Raquel Garrido denunció hace una semana que su casa —la misma que llevaba casi una década ocupando ilegalmente— fue tomada por otra okupa durante sus vacaciones en República Dominicana. La historia, ya surrealista, ha sumado ahora un nuevo capítulo: Leidy, la nueva residente irregular del inmueble, ha salido en televisión a justificar su acción. Con tono desafiante, declaró: «Ella no puede pelear por una casa que no es suya. Que me muestre los papeles».
La frase, lapidaria y reveladora, desnuda en toda su crudeza el caos legal que impera en España respecto a la okupación. En este país, una mujer que vive desde hace años en una vivienda ajena sin contrato, ni título de propiedad, ni arrendamiento, exige que otra, en idéntica situación, demuestre su derecho a ocuparla.
Raquel, que en ningún momento ha negado que la vivienda era propiedad de una promotora inmobiliaria, relató en televisión que la mejoró, la reformó y la convirtió en su hogar. Su error, dice, fue publicar en redes sociales que se iba de vacaciones. Sus examigas aprovecharon la ocasión para delatar su ausencia y permitir que una nueva pareja tomara posesión del inmueble.
Ahora, Leidy —una ciudadana colombiana que se instaló con su pareja en la vivienda— afirma sin tapujos que no conoce a Raquel y que simplemente aprovechó una oportunidad: «Ella misma dio la dirección de que la casa estaba sola y dijo que no iba a volver más». Según su versión, la puerta estaba abierta y nadie la detenía. Tampoco la ley.
En una nueva entrevista en el programa ‘Y ahora Sonsoles’ de Antena 3, Raquel explicó entre lágrimas que había perdido no solo su «hogar», sino también sus pertenencias y recuerdos. Relató que convivió durante un tiempo con otra mujer en el inmueble okupado, pero una discusión provocó la ruptura. Sospecha que esa mujer fue quien avisó a los nuevos inquilinos.

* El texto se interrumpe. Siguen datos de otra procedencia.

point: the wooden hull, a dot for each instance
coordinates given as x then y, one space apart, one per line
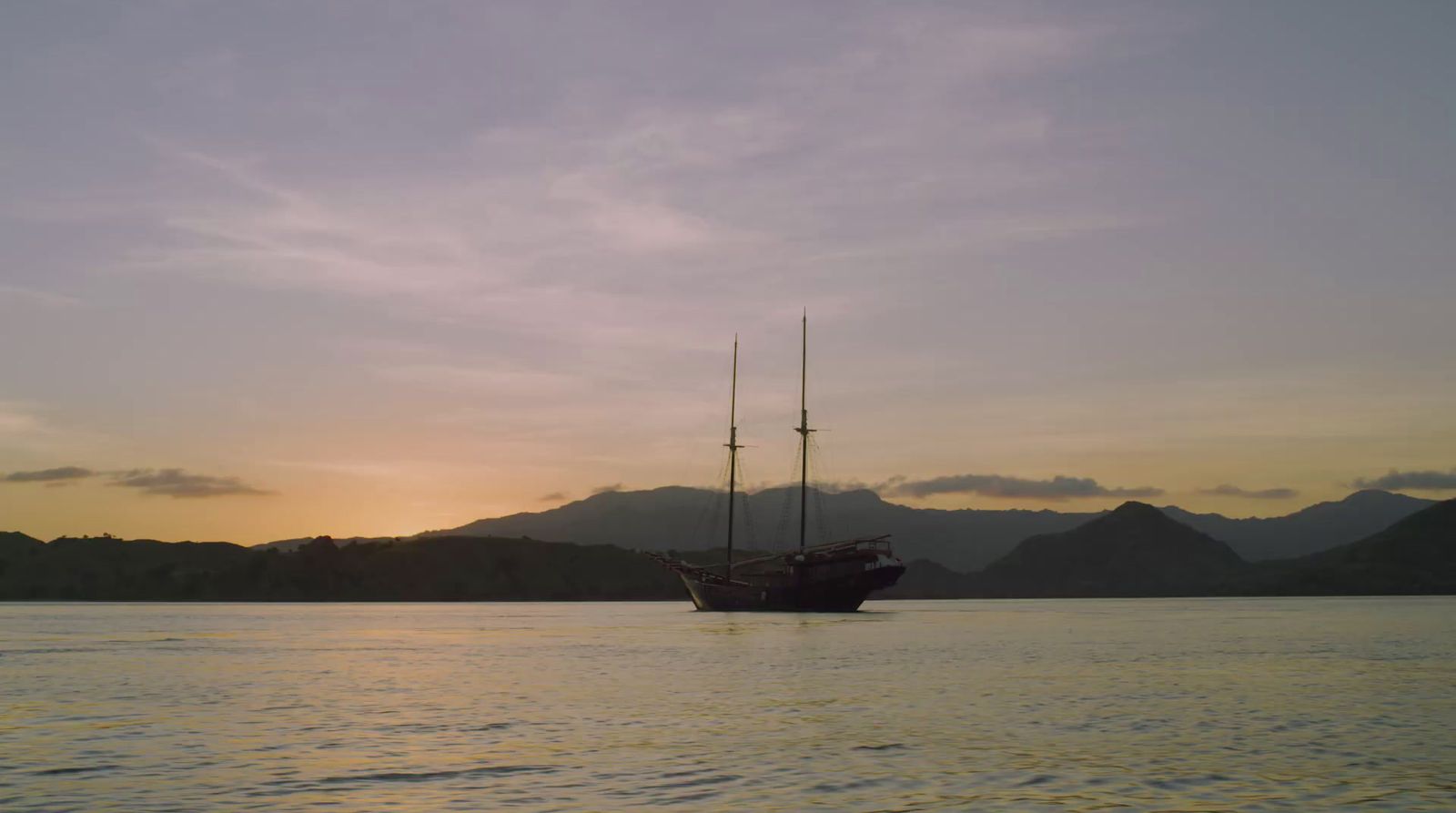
837 594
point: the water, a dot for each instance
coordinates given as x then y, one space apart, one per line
1206 704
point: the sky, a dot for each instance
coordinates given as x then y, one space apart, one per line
271 269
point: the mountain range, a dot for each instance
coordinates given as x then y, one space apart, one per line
966 539
1135 550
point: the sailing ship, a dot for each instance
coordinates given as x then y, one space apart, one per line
829 577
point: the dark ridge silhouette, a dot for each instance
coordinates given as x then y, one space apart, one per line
1308 531
434 570
963 539
679 517
1133 551
1416 555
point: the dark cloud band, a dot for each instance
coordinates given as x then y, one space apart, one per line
1014 487
177 483
1249 493
50 475
1421 481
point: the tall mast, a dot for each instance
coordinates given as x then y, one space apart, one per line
804 430
733 448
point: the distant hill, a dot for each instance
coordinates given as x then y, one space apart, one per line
298 543
1414 555
1308 531
966 539
436 570
688 519
1132 551
16 541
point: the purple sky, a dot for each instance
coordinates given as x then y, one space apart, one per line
284 269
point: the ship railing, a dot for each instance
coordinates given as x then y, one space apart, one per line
877 544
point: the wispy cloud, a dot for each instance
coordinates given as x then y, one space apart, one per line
178 483
1055 488
1417 481
50 475
1227 490
36 296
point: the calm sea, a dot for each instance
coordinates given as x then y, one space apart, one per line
1208 704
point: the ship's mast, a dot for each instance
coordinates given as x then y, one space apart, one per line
804 429
733 449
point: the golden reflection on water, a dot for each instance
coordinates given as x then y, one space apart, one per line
1213 704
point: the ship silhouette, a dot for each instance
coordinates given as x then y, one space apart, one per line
829 577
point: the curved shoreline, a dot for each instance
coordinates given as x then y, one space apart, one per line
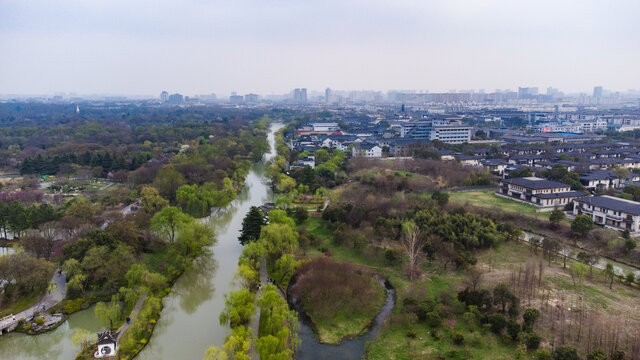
368 329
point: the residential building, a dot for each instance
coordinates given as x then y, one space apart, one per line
612 212
543 193
367 150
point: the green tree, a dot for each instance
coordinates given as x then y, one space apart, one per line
167 181
238 307
278 239
107 313
556 217
565 353
169 221
251 225
582 224
277 216
609 274
151 199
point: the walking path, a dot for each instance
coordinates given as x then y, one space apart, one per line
134 313
254 324
50 299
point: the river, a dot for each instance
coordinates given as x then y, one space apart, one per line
310 347
189 322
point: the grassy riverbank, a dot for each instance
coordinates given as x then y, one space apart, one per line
341 299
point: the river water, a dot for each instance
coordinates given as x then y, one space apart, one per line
311 348
189 322
53 345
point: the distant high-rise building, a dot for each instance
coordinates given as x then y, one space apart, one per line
524 93
300 96
175 99
327 95
251 98
597 92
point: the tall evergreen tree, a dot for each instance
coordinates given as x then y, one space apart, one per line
251 225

Leidy, por su parte, promete devolver las pertenencias de Raquel, pero no cede ni un centímetro en su posición. «Si esta señora vuelve a España, le doy 15 días para que me denuncie. Si no, la denuncio yo», declaró en televisión. La amenaza judicial de una okupa contra otra okupa cierra el círculo kafkiano de este episodio.